Prezydent Kolumbii Gustavo Petro przypisał oba ataki dysydentom z nieistniejących już Rewolucyjnych Sił Zbrojnych Kolumbii, powszechnie znanych jako FARC. Polityk dodał, że domniemany członek grupy został aresztowany w okolicy eksplozji helikoptera.
W wyniku wybuchu bomby w samochodzie i oddzielnego ataku na policyjny helikopter w Kolumbii zginęło w czwartek co najmniej 17 osób - podają lokalne władze.
Prezydent Kolumbii Gustavo Petro przypisał oba ataki dysydentom z rozwiązanych Rewolucyjnych Sił Zbrojnych Kolumbii, lewicowej grupy partyzanckiej powszechnie znanej jako FARC.
Co najmniej 12 funkcjonariuszy policji zginęło w ataku na helikopter, który według władz transportował personel do obszaru w Antioquia w północnej Kolumbii, aby zlikwidować uprawy liści koki - surowca do produkcji kokainy.
Petro poinformował początkowo o ośmiu zabitych funkcjonariuszach, ale gubernator Antioquii Andrés Julián powiedział, że później zginęło czterech innych, a trzech zostało rannych.
Gubernator napisał w poście na X, że dron zaatakował helikopter, gdy przelatywał nad uprawami liści koki. Kolumbijski minister obrony Pedro Arnulfo Sánchez powiedział, że wstępne informacje wskazują, że atak spowodował pożar w samolocie. Opublikował nagranie wideo, na którym widać, jak helikopter rozbija się o wzgórze.

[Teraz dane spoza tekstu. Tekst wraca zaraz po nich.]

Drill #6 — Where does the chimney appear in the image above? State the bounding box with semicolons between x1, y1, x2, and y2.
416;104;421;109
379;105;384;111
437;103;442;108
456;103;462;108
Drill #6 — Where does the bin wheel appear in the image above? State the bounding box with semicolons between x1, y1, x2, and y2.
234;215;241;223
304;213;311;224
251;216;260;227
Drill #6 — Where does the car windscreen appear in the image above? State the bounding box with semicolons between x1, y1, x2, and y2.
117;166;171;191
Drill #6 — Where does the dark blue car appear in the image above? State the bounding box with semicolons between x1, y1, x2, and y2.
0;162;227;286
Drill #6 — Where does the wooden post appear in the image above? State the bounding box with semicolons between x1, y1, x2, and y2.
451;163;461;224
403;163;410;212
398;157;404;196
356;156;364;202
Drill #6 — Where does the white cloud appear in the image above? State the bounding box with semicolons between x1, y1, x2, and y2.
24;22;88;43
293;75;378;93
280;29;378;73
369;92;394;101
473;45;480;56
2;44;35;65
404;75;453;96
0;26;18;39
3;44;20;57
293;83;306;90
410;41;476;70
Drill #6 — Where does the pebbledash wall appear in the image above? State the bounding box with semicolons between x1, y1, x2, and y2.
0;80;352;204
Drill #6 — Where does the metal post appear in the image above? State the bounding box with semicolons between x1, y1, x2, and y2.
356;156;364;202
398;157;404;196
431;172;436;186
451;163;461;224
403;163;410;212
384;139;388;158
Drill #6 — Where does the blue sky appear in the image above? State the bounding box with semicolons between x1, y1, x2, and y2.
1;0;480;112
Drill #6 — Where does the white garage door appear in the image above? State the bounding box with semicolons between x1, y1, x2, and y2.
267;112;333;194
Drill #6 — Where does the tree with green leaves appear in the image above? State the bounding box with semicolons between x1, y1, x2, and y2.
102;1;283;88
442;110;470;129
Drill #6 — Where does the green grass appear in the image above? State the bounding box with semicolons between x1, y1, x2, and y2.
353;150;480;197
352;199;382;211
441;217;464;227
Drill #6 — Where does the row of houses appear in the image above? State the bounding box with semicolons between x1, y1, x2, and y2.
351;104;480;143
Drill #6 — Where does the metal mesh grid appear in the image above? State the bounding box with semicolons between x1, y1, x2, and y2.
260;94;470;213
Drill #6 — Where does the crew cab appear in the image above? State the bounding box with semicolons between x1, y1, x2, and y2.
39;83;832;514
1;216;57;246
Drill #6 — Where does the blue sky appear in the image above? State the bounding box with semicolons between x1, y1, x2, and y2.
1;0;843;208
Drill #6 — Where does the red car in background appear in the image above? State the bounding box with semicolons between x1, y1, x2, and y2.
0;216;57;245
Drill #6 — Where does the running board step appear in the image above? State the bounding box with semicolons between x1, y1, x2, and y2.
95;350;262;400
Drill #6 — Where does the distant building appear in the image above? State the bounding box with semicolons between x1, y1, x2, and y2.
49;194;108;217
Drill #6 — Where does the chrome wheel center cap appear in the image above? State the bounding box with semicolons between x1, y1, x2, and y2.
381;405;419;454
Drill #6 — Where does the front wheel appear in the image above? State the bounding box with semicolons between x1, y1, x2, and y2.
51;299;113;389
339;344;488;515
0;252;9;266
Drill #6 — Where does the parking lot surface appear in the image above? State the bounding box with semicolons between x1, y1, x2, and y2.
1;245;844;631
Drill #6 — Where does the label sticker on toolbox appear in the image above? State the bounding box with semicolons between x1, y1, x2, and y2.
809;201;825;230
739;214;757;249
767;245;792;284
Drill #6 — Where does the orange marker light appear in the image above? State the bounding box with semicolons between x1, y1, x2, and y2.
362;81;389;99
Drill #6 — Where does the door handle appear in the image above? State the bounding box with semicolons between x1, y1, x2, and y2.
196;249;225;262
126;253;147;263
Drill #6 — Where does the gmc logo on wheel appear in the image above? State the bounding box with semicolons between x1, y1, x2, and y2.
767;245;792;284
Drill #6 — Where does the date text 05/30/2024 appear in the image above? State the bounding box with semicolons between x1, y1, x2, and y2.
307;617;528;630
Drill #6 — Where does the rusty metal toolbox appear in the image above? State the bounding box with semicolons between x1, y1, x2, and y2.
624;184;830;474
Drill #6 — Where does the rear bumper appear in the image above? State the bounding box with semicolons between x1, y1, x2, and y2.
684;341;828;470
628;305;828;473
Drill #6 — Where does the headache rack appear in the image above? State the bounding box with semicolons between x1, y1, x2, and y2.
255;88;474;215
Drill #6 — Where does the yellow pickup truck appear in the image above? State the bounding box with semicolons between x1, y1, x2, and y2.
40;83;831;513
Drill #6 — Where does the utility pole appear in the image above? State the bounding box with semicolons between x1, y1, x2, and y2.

Tymczasem władze w południowo-zachodnim mieście Cali poinformowały, że pojazd załadowany materiałami wybuchowymi został zdetonowany w pobliżu wojskowej szkoły lotniczej, zabijając pięć osób i raniąc ponad 30. Kolumbijskie siły powietrzne nie podały szczegółów dotyczących eksplozji.
Petro początkowo obwinił Klan Gulf, największy aktywny kartel narkotykowy w kraju, za atak na helikopter. Powiedział, że samolot został zaatakowany w odwecie za przejęcie kokainy, która rzekomo należała do grupy.
Prezydent powiedział, że domniemany członek grupy dysydenckiej został aresztowany w rejonie eksplozji.
Dysydenci FARC, którzy odrzucili porozumienie pokojowe z rządem w 2016 roku, oraz członkowie Klanu Gulf działają w Antioquii.
Uprawa liści koki w Kolumbii rośnie. Według najnowszego raportu Biura ONZ ds. Narkotyków i Przestępczości, w 2023 roku powierzchnia upraw osiągnęła rekordowy poziom 253 tys. hektarów.